The CAEP Acute Atrial Fibrillation Guide has been created to assist emergency physicians in Canada and elsewhere manage patients who present to the emergency department (ED) with acute/recent-onset atrial fibrillation (AF) or flutter (AFL). The checklist focuses on symptomatic patients with acute AF or AFL, i.e. those with recent-onset episodes (either first detected, recurrent paroxysmal or recurrent persistent episodes) where the onset is generally less than 48 hours but may be as much as seven days.

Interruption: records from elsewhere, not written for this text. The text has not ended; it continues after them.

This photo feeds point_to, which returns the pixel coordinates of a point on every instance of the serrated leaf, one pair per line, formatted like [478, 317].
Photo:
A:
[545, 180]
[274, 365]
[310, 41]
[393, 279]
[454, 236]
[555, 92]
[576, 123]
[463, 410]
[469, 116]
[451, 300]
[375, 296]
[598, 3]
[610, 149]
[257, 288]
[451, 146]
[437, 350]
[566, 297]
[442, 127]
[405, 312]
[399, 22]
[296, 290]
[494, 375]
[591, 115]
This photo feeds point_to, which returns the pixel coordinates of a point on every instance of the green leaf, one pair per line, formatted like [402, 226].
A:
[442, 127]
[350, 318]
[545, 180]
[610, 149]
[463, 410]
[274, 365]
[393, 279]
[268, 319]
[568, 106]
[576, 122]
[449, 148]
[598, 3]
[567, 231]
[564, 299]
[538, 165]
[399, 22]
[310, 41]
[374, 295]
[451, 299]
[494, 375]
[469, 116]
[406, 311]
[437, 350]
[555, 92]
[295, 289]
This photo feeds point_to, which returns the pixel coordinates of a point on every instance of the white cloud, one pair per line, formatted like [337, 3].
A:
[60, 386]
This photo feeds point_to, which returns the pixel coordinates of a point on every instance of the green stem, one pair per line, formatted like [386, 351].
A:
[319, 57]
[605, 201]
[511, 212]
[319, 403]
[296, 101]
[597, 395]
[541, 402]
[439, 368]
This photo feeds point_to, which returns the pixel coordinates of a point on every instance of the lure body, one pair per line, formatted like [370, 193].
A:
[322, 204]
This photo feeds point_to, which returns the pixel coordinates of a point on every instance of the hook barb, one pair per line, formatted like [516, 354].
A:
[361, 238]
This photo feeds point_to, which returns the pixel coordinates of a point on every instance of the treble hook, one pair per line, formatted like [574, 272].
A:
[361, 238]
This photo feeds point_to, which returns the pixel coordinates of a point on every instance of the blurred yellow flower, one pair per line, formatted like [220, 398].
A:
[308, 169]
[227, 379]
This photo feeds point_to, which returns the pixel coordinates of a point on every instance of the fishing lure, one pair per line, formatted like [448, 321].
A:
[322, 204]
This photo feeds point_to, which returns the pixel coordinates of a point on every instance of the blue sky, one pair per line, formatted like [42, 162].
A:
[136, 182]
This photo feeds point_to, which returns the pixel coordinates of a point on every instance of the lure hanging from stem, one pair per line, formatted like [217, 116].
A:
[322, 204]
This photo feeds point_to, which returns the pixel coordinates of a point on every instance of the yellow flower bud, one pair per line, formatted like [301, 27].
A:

These are the most common acute arrhythmia cases requiring care in the ED. These are the most common acute arrhythmia cases requiring care in the ED. Canadian emergency physicians are known for publishing widely on this topic and for managing these patients quickly and efficiently in the ED.

The 2018 Checklist project was funded by a research grant from the Cardiac Arrhythmia Network and the resultant guidelines were formally endorsed by the Canadian Association of Emergency Physicians (CAEP). We chose to adapt, for use by emergency physicians, existing high-quality clinical practice guidelines (CPG) previously developed by the Canadian Cardiovascular Society (CCS).5-7 These CPGs were developed and revised using a rigorous process that is based on the GRADE (Grading of Recommendations Assessment, Development and Evaluation) system of evaluation.8 With the assistance of our PhD methodologist (IG), we used the recently developed Canadian CAN-IMPLEMENT© process adapted from the ADAPTE Collaboration.9 10 We created an Advisory Committee consisting of ten academic emergency physicians (one also expert in thrombosis medicine), four community emergency physicians, three cardiologists, one PhD methodologist, and two patients. Our focus was four key elements of ED care: assessment and risk stratification, rhythm and rate control, short-term and long-term stroke prevention, and disposition and follow-up. The advisory committee communicated by face-to-face meetings, teleconferences, and email. The checklist was prepared and revised through a process of feedback and discussions on all issues by all panel members. These revisions went through ten iterations until consensus was achieved. We then circulated the draft checklist for comment to approximately 300 emergency medicine and cardiology colleagues. Finally, the CAEP Standards Committee posted the Checklist online for all CAEP members to provide feedback.